Schalnus R W, Ohrloff C, Magone T
Zentrum der Augenheilkunde, Universität Frankfurt/Main.
Ophthalmologe. 1995 Jun;92(3):289-92.
An intact posterior capsule between aqueous and vitreous may act as a barrier to substances of low and high molecular weight, e.g., prostaglandins, hyaluronic acid, or the angiogenic factor. After phacoemulsification followed by posterior YAG capsulotomy, an increased diffusion rate of such molecules into the vitreous and increased permeability of blood aqueous barrier (BAB) may occur. These barriers were quantified in eyes that underwent YAG capsulotomy after sulcus or intracapsular IOL implantation in order to determine the safest surgical procedure with respect of maintenance of these barriers.

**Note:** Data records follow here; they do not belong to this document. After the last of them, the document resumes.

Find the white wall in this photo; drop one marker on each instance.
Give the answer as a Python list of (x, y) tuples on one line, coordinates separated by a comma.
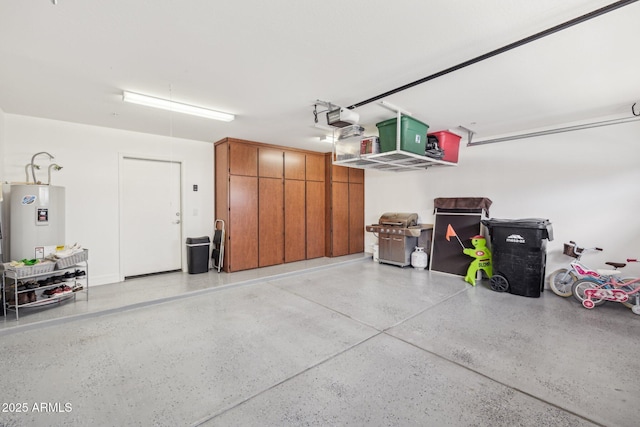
[(89, 156), (1, 144), (585, 182)]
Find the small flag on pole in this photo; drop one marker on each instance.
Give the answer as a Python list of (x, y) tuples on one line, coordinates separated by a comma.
[(450, 233)]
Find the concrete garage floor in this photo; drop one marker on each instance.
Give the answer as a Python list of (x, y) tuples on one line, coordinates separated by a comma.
[(351, 343)]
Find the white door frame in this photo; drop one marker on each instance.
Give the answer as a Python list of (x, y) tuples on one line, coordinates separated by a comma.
[(121, 158)]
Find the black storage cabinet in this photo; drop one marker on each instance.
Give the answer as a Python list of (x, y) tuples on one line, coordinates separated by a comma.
[(198, 254), (519, 248), (464, 215)]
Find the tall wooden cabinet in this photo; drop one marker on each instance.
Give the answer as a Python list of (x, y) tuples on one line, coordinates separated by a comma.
[(345, 210), (273, 202)]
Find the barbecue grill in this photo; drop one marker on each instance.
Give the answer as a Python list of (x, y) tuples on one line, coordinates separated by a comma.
[(398, 235)]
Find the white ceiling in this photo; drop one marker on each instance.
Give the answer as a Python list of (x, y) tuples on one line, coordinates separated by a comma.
[(269, 61)]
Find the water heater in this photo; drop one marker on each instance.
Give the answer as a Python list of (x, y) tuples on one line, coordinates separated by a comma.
[(37, 220)]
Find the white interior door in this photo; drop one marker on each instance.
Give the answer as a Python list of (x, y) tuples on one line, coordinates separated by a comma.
[(151, 216)]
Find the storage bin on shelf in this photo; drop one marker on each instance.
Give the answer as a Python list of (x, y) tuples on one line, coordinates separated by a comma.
[(348, 144), (450, 143), (413, 135), (72, 260)]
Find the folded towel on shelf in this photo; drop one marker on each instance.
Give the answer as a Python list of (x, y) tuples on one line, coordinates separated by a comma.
[(66, 252)]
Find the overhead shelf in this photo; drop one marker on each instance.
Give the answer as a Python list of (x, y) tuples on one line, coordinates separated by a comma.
[(397, 160), (394, 161)]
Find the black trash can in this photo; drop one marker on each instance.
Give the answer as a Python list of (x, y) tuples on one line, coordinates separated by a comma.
[(198, 254), (519, 249)]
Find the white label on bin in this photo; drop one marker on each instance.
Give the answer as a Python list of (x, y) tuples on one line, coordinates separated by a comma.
[(516, 238)]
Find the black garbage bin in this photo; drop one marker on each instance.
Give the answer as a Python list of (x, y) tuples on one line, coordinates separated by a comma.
[(519, 248), (198, 254)]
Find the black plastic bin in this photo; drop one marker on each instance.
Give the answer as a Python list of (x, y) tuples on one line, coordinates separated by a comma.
[(198, 254), (519, 248)]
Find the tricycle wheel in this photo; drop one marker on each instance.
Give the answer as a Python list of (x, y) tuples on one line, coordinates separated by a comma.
[(499, 283)]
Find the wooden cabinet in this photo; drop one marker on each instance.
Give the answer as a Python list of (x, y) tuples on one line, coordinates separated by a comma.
[(345, 210), (356, 217), (274, 203), (242, 223), (294, 165), (243, 159), (339, 218), (271, 222), (294, 220), (315, 167), (315, 219), (270, 162)]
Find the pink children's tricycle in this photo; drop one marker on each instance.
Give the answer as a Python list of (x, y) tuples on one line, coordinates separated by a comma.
[(626, 291)]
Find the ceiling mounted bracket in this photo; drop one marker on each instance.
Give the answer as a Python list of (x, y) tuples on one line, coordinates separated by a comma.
[(470, 134)]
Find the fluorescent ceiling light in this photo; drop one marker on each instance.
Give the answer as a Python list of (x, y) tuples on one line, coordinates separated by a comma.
[(328, 138), (165, 104)]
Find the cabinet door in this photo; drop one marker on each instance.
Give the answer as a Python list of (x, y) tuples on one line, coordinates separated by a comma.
[(294, 165), (315, 219), (315, 167), (294, 220), (243, 223), (339, 218), (271, 222), (356, 175), (356, 218), (243, 159), (270, 162), (339, 173)]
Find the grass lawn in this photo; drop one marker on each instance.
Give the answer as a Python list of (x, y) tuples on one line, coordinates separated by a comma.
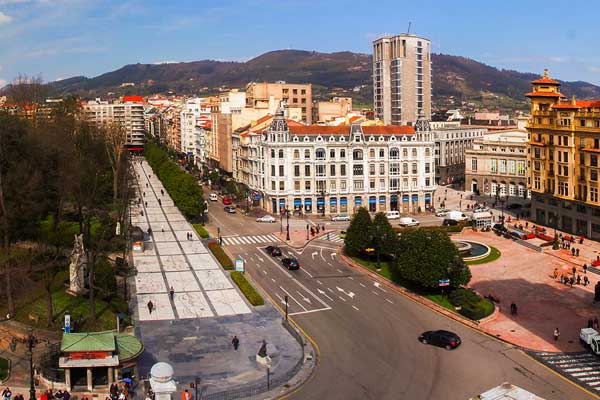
[(494, 255), (35, 304), (4, 369)]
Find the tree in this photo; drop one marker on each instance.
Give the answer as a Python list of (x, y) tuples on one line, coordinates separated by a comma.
[(425, 257), (385, 240), (360, 232)]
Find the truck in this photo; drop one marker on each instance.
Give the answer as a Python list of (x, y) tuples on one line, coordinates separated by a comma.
[(590, 338)]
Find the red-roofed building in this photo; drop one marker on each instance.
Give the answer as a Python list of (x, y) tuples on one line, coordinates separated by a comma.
[(564, 141), (325, 170)]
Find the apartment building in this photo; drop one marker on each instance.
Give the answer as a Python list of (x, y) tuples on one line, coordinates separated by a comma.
[(315, 169), (127, 113), (564, 145), (401, 79), (260, 95), (496, 165)]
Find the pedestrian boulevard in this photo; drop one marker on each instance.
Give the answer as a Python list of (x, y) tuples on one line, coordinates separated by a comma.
[(254, 239), (175, 257)]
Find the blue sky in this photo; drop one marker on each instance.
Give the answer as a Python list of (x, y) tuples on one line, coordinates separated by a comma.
[(63, 38)]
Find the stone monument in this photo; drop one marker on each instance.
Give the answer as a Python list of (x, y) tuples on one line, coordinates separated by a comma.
[(161, 381), (77, 267)]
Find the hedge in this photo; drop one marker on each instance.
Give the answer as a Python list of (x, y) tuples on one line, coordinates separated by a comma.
[(201, 231), (223, 258), (182, 187), (251, 294)]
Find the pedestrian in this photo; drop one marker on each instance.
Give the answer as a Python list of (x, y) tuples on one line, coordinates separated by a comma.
[(6, 394), (150, 306)]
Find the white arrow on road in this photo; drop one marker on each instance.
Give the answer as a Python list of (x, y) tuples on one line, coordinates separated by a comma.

Between 2 to 6 h after topical fluorescein application, the time-dependent decrease in dye concentration ratio between aqueous and anterior vitreous leads to the diffusion rate D(av) [10(-3)min-1] between aqueous and vitreous; D(av) was evaluated fluorophotometrically before and 3 weeks after capsulotomy (3 to 5 mm) in human eyes of each group. In order to quantify BAB function, aqueous laser flare was measured in eyes with sulcus and capsular fixation of IOL before, 3 h, and 3 weeks after YAG capsulotomy.
After YAG surgery D(av) increased 2.7-fold (P < 0.001) in eyes with a sulcus implant compared to the values obtained in the group that had an intracapsular PCL. Aqueous laser flare was increased to 140% (P < 0.001) in eyes with sulcus fixation and to 95% (P < 0.001) in eyes with capsular fixation of PCL. Laser flare values became normal 3 weeks after laser treatment (P > 0.05).
Intracapsular PCL implantation more effectively maintains the protective aqueous vitreous barrier and BAB after posterior capsulotomy than sulcus implantation. This possibly reduces the incidence of cystoid macular edema (diffusion of prostaglandins), retinal detachment (loss of hyaluronic acid of the vitreous), endophthalmitis (spread of bacteria) or rubeosis iridis (angiogenic factor) after YAG capsulotomy.
房水和玻璃体之间完整的后囊可能对低分子量和高分子量物质起到屏障作用,例如前列腺素、透明质酸或血管生成因子。在超声乳化联合后囊钇铝石榴石激光切开术后,此类分子向玻璃体的扩散速率可能增加,血-房水屏障(BAB)的通透性也可能增加。对在睫状沟或囊内植入人工晶状体后接受钇铝石榴石激光切开术的眼睛中的这些屏障进行了量化,以确定在维持这些屏障方面最安全的手术方法。
在局部应用荧光素后2至6小时,房水和前玻璃体之间染料浓度比随时间的下降导致房水和玻璃体之间扩散速率D(av) [10(-3)分钟-1];在每组人眼中,在钇铝石榴石激光切开术(3至5毫米)前和术后3周通过荧光光度法评估D(av)。为了量化血-房水屏障功能,在钇铝石榴石激光切开术前、术后3小时和3周,对人工晶状体睫状沟固定和囊袋固定的眼睛测量房水激光散射。
与囊内植入后房型人工晶状体组相比,钇铝石榴石激光切开术后,睫状沟植入人工晶状体的眼睛中D(av)增加了2.7倍(P < 0.001)。睫状沟固定的眼睛中房水激光散射增加到140%(P < 0.001),后房型人工晶状体囊袋固定的眼睛中增加到95%(P < 0.001)。激光治疗3周后激光散射值恢复正常(P > 0.05)。
后囊切开术后,囊内植入后房型人工晶状体比睫状沟植入更有效地维持保护性房水-玻璃体屏障和血-房水屏障。这可能会降低钇铝石榴石激光切开术后黄斑囊样水肿(前列腺素扩散)、视网膜脱离(玻璃体透明质酸流失)、眼内炎(细菌传播)或虹膜新生血管(血管生成因子)的发生率。